I think COVID made people realize just how vulnerable everyone is, and shutting everything down also gave us an opportunity to sort of start over with new, good ideas. The commissioners knew that they needed some sort of restaurant in the courthouse, and they knew that the community needed more workforce development opportunities, and the idea to put them together seemed like a natural fit. Building it out and actually figuring out how it would work was a challenge, but the concept made sense from the start.
Both Service! and Café Overlook are built to support hospitality workers and I’ve heard you talk a little bit about your vision for a different kind of restaurant industry standard in which workers are valued and compensated more fairly. Tell us about that.
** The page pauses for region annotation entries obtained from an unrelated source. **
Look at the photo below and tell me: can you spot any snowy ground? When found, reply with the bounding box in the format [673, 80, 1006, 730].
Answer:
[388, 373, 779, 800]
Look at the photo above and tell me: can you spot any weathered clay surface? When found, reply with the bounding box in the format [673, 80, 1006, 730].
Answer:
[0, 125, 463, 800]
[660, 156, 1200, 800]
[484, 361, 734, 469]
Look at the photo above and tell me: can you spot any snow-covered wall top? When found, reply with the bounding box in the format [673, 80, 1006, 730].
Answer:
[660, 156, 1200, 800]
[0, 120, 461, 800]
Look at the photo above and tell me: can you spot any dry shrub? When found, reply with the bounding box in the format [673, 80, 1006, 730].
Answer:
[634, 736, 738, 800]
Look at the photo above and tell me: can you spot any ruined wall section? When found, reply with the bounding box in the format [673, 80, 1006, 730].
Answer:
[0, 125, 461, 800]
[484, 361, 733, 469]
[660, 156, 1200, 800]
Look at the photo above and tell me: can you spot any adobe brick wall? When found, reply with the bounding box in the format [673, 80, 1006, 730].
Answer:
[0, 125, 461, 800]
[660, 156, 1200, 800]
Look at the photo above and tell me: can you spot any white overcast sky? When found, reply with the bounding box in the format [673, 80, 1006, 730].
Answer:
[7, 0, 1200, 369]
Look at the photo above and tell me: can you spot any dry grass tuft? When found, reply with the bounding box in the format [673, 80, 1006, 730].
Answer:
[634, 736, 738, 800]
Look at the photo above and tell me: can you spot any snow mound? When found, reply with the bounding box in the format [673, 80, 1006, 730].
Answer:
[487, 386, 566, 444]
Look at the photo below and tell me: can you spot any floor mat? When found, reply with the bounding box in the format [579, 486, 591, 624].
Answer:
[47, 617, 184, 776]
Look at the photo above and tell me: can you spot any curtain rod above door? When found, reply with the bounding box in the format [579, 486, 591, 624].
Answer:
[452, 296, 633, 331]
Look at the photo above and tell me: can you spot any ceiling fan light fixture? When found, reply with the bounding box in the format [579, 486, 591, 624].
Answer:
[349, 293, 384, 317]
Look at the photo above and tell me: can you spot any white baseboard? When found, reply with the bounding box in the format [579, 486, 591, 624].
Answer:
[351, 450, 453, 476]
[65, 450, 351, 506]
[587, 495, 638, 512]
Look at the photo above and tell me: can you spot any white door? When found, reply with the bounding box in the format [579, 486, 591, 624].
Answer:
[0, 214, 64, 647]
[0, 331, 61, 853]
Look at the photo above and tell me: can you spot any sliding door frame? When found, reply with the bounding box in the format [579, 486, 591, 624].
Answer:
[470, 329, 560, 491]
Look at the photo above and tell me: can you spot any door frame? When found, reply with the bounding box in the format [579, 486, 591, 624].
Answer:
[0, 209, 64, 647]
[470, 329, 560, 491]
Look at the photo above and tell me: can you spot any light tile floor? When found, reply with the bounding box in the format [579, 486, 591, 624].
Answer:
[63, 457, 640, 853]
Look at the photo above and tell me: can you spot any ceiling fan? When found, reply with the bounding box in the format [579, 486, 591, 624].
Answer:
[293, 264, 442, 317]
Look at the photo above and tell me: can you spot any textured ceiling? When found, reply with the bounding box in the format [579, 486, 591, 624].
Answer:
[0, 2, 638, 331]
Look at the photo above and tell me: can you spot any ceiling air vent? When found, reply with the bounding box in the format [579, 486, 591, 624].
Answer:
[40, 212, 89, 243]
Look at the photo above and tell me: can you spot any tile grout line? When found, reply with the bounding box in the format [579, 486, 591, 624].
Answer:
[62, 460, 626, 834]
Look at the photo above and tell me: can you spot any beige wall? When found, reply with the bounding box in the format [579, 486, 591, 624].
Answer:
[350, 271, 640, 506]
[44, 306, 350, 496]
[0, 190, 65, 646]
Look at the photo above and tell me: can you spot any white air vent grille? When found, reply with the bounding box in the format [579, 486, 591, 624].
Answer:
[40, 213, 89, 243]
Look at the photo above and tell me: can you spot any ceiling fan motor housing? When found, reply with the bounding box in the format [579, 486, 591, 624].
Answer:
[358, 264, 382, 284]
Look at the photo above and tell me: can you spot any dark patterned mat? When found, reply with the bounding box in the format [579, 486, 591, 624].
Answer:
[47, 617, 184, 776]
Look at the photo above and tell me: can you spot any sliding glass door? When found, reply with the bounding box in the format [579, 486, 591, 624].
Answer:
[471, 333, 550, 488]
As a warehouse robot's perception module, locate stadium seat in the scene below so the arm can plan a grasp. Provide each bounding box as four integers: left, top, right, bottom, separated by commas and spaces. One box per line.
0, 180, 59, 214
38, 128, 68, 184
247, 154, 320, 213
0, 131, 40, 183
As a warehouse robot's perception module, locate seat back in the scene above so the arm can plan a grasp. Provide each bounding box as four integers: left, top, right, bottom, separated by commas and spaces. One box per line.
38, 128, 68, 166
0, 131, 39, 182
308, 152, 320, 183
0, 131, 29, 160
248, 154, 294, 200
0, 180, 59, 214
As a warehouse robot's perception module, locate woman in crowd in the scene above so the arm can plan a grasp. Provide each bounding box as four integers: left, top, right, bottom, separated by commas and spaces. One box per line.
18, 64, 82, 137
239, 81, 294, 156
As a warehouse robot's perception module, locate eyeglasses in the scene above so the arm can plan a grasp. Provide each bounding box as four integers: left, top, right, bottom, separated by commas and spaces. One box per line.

The service industry has been hurting for a long time—the low wages, the inequity, the lack of opportunity. It’s caused by fierce competition that’s being driven by big corporations, but the people who are hurt by it are our neighbors. Corporate restaurants are going to be with us forever, but smaller, local restaurants can provide a better experience for their customers and also take better care of their employees if they’re able to stop trying to compete with the Chipotles of the world. Doing that takes transparency and education, though. The customers need to understand everything that goes into making their food and how much their cooks and servers are earning so that they can buy into the better model that we’re trying to create. Fortunately, now is the time for this change to be happening in Central Ohio. Our community is growing quickly with folks moving here from all over the country and other parts of the world. These new residents aren’t all looking for cookie-cutter restaurants. They’re used to diverse cuisines and experiences, and our industry needs to recognize that and shift to a model that values its employees as much as its customers before it’s unaffordable for interesting, high-quality restaurants to exist here.
What has surprised you about running Café Overlook?
I’m used to being flexible, but the members of our team are facing challenges that I’ve not had to face, so this job requires more emotional flexibility and strength than anything I’ve done before. As much as we focus on food around here, it’s the people that I’m most proud of.
What’s your favorite part of your job and what’s the most challenging?
COVID showed us that anyone can be down on their luck in a heartbeat, and it taught me to judge less. Seeing people work hard to make positive changes in their lives is the best part of working here, absolutely.
What do you wish more people knew about what you do?
I wish people understood just how important it is to supporting small local businesses, which are the bloodline of our local economy. Keep an open mind. Ask your server how their day is going and change their day for the better. See service industry workers as part of the community—we all rely on them. Most of all, pick a mom-and-pop shop when you go out to eat or to do some shopping, and you’ll be helping to make your community a better place rather than sending your resources elsewhere.